Dilema Sekolah Tatap Muka

0
317

Oleh : Ismawati (Aktivis Muslimah)

Sejak beberapa bulan terakhir pemerintah menerapkan kebijakan sekolah daring (dalam jaringan) lantaran munculnya Pandemi Covid-19 yang melanda Indonesia. Hingga kini, Kemendikbud Nadiem Makarim mengumumkan seluruh SMK dan Perguruan Tinggi di seluruh zona sudah boleh lakukan pembelajaran secara tatap muka.

Hal itu ia ungkapkan dalam konferensi pers secara virtual pada Jumat (7/8/2020). Penerapan kebijakan sekolah tatap muka ini diminta untuk tetap mematuhi protokol kesehatan keamanan Covid-19 seperti wajib menggunakan masker, mencuci tangan, menggunakan hand sanitizer, menjaga jarak 1,5 meter dan tidak melakukan kontak.
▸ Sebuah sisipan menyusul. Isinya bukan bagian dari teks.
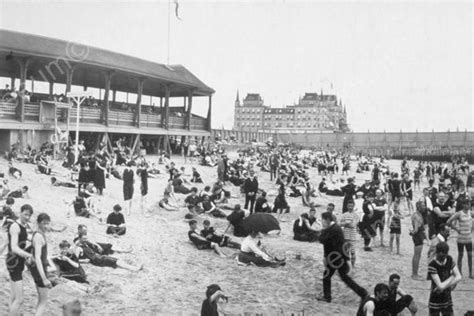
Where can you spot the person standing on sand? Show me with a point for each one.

Dilansir dari situs Hitsgrid.id pada 7/8/2020, untuk jenjang lain seperti SD, SMP, dan SMA yang berada di zona kuning dan zona hijau, pembelajaran tatap muka dapat juga dilakukan dengan menerapkan shifting atau sistem rotasi dengan ketetntuan maksimal perserta didik yang hadir sebanyak 18 anak. Kebijakan ini ternyata mendapat tanggapan tak setuju dari KPAI. Dilansir situs tribunnews.com tanggal 8/8/2020, Ketua KPAI, Arist Merdeka Sirait menilai bahwa keputusan dari Kemendikbud tersebut belum tepat waktunya, mengingat risiko untuk tertular masih ada, terlebh untuk zona kuning.
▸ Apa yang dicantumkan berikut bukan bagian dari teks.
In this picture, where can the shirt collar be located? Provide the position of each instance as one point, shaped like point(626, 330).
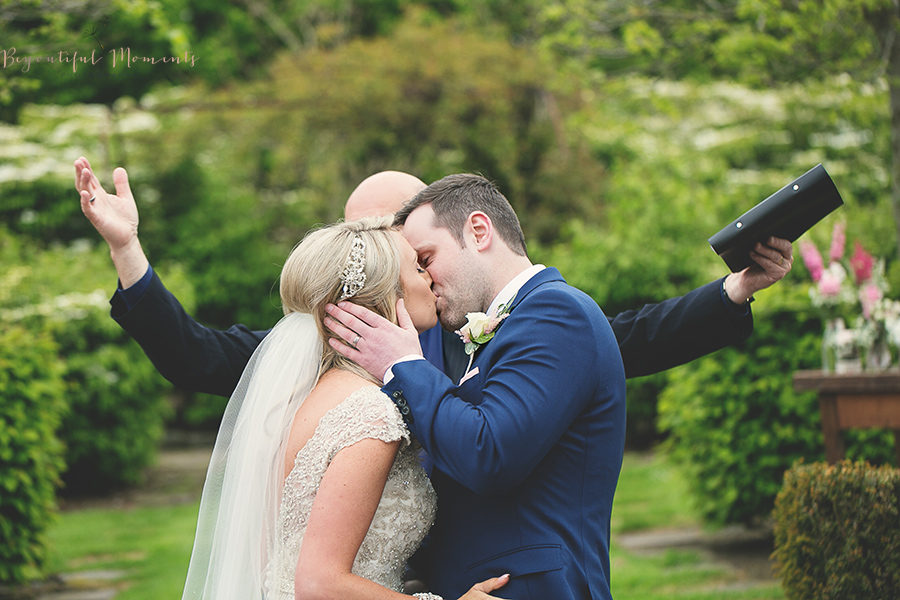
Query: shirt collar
point(508, 293)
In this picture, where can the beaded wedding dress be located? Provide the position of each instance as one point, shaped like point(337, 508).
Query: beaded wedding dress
point(404, 514)
point(252, 519)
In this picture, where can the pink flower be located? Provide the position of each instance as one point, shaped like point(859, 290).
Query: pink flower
point(838, 239)
point(829, 285)
point(861, 262)
point(812, 259)
point(870, 295)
Kebijakan ini hadir lantaran banyak wali siswa yang mengeluhkan proses pembelajaran daring karena terkesan menyulitkan. Mulai dari tidak adanya penjelasan guru terhadap soal yang diberikan, keluhan tak memiliki handphone android, kuota internet hingga sinyal yang memadai di beberapa wilayah. Untuk itu sekolah tatap muka menjadi tuntutan dan harapan banyak pihak untuk menghilangkan segala kendala akibat penerapan belajar online dari rumah.

Hanya saja, risiko bahaya tertularnya Virus Covid-19 bisa saja terjadi. Mengingat, virus ini sangat mudah menular dan tidak cepat mengetahui siapa saja yang terinfeksi. Untuk itu, sangat disayangkan pemerintah merespon segala kendala yang ada dengan kebijakan sporadis (kebijakan yang belum matang dan terkesan terburu-buru).
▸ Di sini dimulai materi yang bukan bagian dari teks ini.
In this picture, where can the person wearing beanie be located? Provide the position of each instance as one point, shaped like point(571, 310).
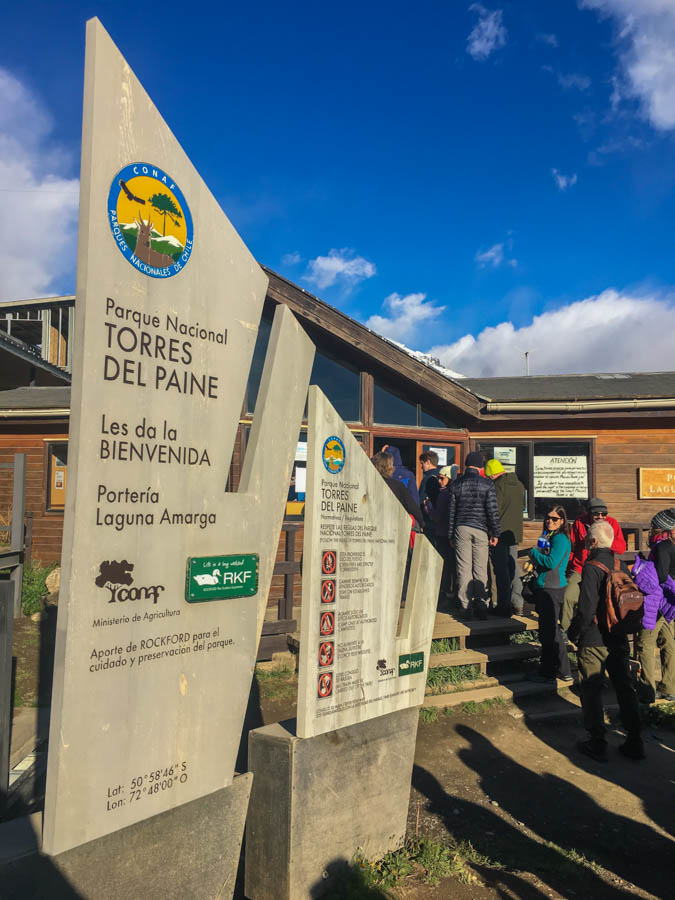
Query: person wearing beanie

Misalnya dalam pemecahan masalah kendala jaringan internet, pemerintah mengizinkan menggunakan dana BOS untuk keperluan kuota internet siswi sedangkan disisi lain masalah tidak adanya jaringan internet yang memadai tidak dicarikan solusi. Banyak pelajar yang harus berjuang ekstra untk mendapatkan sinyal bagus demi mengikuti Pembelajaran Jarak Jauh (PJJ), karena di Indonesia masih banyak wilayah yang terkendala sinyal internet.

Kemudian pemerintah berubah-ubah tentang kebolehan belajar tatap muka di zona kuning dan hijau bahkan di seluruh zona saat ini, serta mewacanakan kurikulum darurat selama BDR. Kurikulum darurat merupakan penyederhanaan kompetensi dasar yang mengacu pada kurikulum 2013. Dimana pada kurikulum darurat ini ada pengurangan kompetensi dasar untuk setia mata pelajaran sehingga berfokus pada kompetensi esensial dan kompetensi prasyarat untuk kelanjutan pembelajaran di tingkat selanjutnya. Alhasil, guru berkurang beban mengajar dan siswa tidak dibebani tuntutan menuntaskan seluruh capaian kurikulum dan dapat berfokus pada pendidikan dan pembelajaran yang esensial dan kontekstual.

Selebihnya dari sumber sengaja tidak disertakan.